Что мы можем?
Когда проходила инаугурация президента Обамы, и ликующие толпы скандировали: «Yes we can!», то действительно казалось, что возможно очень многое.
СМИ по всему миру прежде всего писали о «первом чернокожем президенте», и это, действительно, было удивительно. Но Обама вел свою кампанию в расчете далеко не только на голоса афроамериканцев. Его, кстати, часто обвиняли в том, что он «недостаточно черный» — среди его предков не было рабов, они не жили в гетто, его воспитывали белые мать и бабушка с дедушкой.
Он был молодым и энергичным, обещал закончить войну в Ираке и хотел отойти от привычной для Америки ставки на индивидуальные достижения и необходимость пробивать себе дорогу самому. Обещанные перемены в социальной политике — прежде всего реформа медицинского страхования — были ничуть не менее неожиданными для американцев, чем внешний вид кандидата в президенты. Он казался спасителем от бушевавшего вокруг ужасающего экономического кризиса.
И это свершилось. Обаятельный президент въехал в Белый дом, даже здесь ухитрившись вызвать новую волну и восторгов, и насмешек, так как оказался первым обитателем резиденции, поселившим там тещу.
А дальше начинается другая история. История о том, как Барак Обама не смог по-настоящему использовать полученный им огромный кредит доверия и тот не слишком долгий период, когда президент от Демократической партии мог опираться на демократическое большинство в Конгрессе.
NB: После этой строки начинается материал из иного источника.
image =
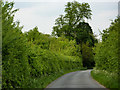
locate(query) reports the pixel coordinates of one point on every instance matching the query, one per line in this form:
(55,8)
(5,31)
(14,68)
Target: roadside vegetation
(33,59)
(107,59)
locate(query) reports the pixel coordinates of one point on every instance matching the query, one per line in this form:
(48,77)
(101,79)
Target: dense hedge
(32,54)
(106,57)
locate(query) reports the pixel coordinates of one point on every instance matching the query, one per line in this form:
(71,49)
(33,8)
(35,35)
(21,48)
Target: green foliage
(106,57)
(75,13)
(109,80)
(32,55)
(87,56)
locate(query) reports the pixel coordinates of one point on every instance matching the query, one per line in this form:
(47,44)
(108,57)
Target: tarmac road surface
(78,79)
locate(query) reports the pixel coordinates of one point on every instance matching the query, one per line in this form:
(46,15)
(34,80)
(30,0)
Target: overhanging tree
(75,13)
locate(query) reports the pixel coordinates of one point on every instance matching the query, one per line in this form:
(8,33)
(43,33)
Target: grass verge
(44,81)
(109,80)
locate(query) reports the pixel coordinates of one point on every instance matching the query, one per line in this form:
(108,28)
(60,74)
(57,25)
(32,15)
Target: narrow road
(78,79)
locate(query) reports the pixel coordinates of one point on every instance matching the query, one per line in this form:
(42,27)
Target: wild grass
(109,80)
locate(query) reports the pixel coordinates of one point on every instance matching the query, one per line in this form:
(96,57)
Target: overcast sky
(42,13)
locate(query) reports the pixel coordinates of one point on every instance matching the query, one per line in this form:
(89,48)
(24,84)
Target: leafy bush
(106,57)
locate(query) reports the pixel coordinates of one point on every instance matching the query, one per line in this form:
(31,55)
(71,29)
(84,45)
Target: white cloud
(64,0)
(42,16)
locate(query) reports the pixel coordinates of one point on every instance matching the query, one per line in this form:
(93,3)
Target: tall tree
(75,13)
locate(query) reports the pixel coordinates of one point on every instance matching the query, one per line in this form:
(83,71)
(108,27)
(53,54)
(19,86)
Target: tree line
(72,45)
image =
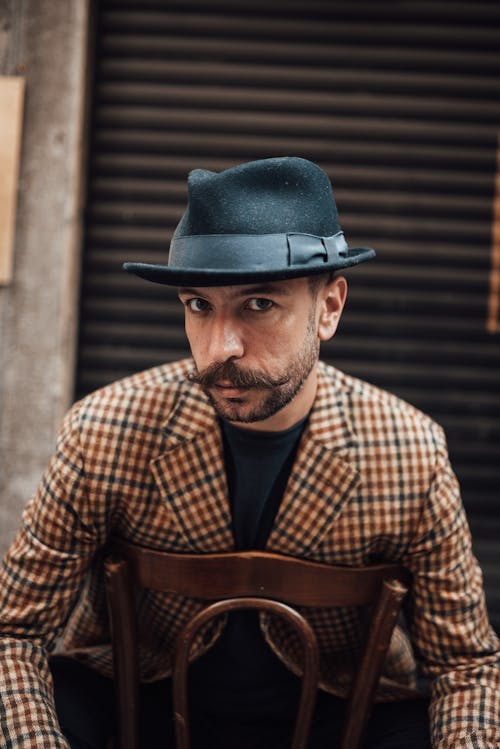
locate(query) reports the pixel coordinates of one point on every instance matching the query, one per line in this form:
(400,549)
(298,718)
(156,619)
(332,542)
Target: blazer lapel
(191,474)
(323,479)
(192,479)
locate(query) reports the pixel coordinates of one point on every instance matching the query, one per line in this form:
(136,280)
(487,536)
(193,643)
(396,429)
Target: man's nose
(226,340)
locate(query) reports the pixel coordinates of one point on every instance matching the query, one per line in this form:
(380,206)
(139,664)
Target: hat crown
(267,196)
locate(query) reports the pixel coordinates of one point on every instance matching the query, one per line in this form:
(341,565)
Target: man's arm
(40,579)
(451,633)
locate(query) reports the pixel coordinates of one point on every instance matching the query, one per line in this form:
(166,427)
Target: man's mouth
(228,390)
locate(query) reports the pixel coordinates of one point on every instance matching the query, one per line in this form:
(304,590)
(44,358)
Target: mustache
(239,378)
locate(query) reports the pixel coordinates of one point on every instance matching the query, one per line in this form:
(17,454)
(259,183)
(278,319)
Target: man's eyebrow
(187,290)
(264,288)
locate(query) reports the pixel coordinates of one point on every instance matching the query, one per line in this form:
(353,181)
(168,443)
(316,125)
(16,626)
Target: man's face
(255,348)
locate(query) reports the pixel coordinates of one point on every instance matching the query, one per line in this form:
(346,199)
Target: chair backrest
(259,580)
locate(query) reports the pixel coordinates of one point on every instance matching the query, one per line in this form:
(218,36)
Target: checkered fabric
(143,458)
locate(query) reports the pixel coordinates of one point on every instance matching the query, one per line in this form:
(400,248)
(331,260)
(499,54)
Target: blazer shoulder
(139,402)
(373,408)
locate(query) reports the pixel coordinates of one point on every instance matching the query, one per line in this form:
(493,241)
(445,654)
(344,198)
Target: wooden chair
(242,580)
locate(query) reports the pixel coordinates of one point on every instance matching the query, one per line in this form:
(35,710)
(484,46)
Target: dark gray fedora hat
(270,219)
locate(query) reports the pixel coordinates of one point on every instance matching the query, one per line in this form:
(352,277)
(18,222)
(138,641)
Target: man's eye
(197,305)
(260,305)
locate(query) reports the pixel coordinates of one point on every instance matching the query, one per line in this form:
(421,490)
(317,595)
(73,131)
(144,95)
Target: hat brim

Прошло не так уж много времени, Конгресс стал республиканским, и враждебное президенту большинство поставило перед собой задачу блокировать любые предложения Обамы. Крикливые призывы журналистов, выход на улицу создателей движения Чаепития — Tea Party, напоминавших о Бостонском чаепитии, положившем начало борьбе американцев за независимость, и абсолютная упертость Конгресса привели к тому, что множество предложений президента проводились мучительно медленно или не проводились вообще.
Обама был готов идти на уступки. Республиканцы эти уступки принимали, а потом все равно голосовали против. Обама начал проводить свои решения не как законопроекты, а как президентские указы, что дало ему возможность для маневра, — но точно так же дало возможность Дональду Трампу, придя в Белый дом, многие из них отменить.
Нового курса, подобного рузвельтовскому, не произошло. Великие перемены не свершились.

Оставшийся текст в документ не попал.